Like everyone else on this forum, I am eagerly waiting to read you review about this kit.

Do you have a Spot weld drill bit. They are flat and have a very small point in the center. They make removing spot welds easy.

http://www.thetoolwarehouse.net/shop/AP-1721.html

Danny Nix
CPP
 
Well, if you choose to judge a firm by the professionalism of their website, the CPP people will be found wanting insofar as there seems to be nothing on there regarding anything to do with 65-68 Mustangs.

Here is the link to the Mustang suspension. We have alot more Ford products than the website shows. We are finishing up our newest catalog. It will have a lot more Ford listings. If you don't see it on the web, call.

http://www.classicperform.com/NewProducts/2006/NewFiles/NovaSubFrame.htm

Danny Nix
CPP
 
This suspension works great. Its made from good materials right here in the USA. I havn't had a single proplem with it since it was installed and aligned. I still havn't put my OpenTracker roller perches on it, I bet it will drive that much better when I put them on.

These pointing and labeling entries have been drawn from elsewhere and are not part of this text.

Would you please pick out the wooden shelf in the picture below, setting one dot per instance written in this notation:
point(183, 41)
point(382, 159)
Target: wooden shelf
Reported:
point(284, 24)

Honestly, this stuff is the real deal.
 
I have the cpp kit on my 65

I can tell you first hand that my car drives real nice with this kit.
I did the full set with uppers and lowers and I threw in some roller perches.
The care does not wander any more when it hit bumps or grooves in the road.
Thank god as I was starting to get a bit nervous on some streets that the car would jump right into a pole or someone.

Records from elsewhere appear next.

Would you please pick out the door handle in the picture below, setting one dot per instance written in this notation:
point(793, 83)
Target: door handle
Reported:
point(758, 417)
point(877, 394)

I only have once complaint about the kit. 50% of the bolts I was sent did not fit. This is a real pain. As I had to run out and get correct ones a few times. Being up here in Canada it is not convenient to call and get correct ones. I am not sure if they just had a bad day in the packing department or what. But a few curse words flew a few times when the wrong bolt was there.

If you car wanders on the road or feels jumpy I would highly recommend the kit.
:canada:
 
Just ran across this setup.. Looks pretty neat, I am assuming it is still working good for both of you. The only downside I see compared to a MII, no abilitiy to put in a power rack. I know there are other options like the Randall, but don't really care for that one. Have you crossed the power steering avenue or just give up on it?